Building a Prusa i3 printer - Final assembly bits

Last few steps of assembly:

Once you have completed calibration, you'll need to put the hotend on.

Get the hotend and the groovemount.  If you're using the recommended JHead and their groovemount, it's a tight fit.  You'll want to decide how you want the hotend to be oriented before putting the two together.  If you have a resistor for heat, having the big heater hole aligned front to back and on the left side works best for me.  If you have a ceramic heater cartridge, I'd have the hole running left/right, I think it's cool looking so I put it on the front.  Whatever you like.

I use a pair of slipjoint pliers and press fit the hotend into the groovemount plate.  I personally have the open end of the plate facing forward but I don't think it matters.

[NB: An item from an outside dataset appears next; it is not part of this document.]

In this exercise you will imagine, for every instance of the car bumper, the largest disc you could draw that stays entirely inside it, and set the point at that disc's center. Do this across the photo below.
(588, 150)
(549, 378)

Once you get that in place, install into the bottom of the extruder.  The hotend is a very tight fit - if it wobbles the print quality would be very bad.  But it should be possible to hand press it in.  Secure the left side with a 6-32 x 1" screw and a nut.  On the right, secure it with the same, but install the fan mount, assembled with another screw in the hinge and two more holding the fan to it.  The fan should blow towards the hotend.

Neatness counts
For now, just make sure the wires aren't going to get caught in a belt or something.  You're going to want to get started doing your first print.  I really wouldn't try to finish up the build until after you print something.  Do a few small prints first, get to know the machine.  Then do a few more things:
  • Bundle all the wires together sensibly.  Use a bunch of zip ties, don't be shy.  
  • Screw down some of the provided anchor points at sensible places and tie the wire bundles to them.  Make sure to secure them out of the path of any moving parts so they don't snag. 
  • Make sure that all wires going to moving parts have plenty of slack to move to their extreme positions, and that they don't have the possibility of flopping over/under/behind something during operations and getting caught.
  • Use some wire bundling wrap and make things look nice.  You want to be proud of this thing.

I've probably spent as much time fiddling with where the wires go as building printers in the first place. There's no right answer.  You can look at the image gallery for ideas, but do what works best for you.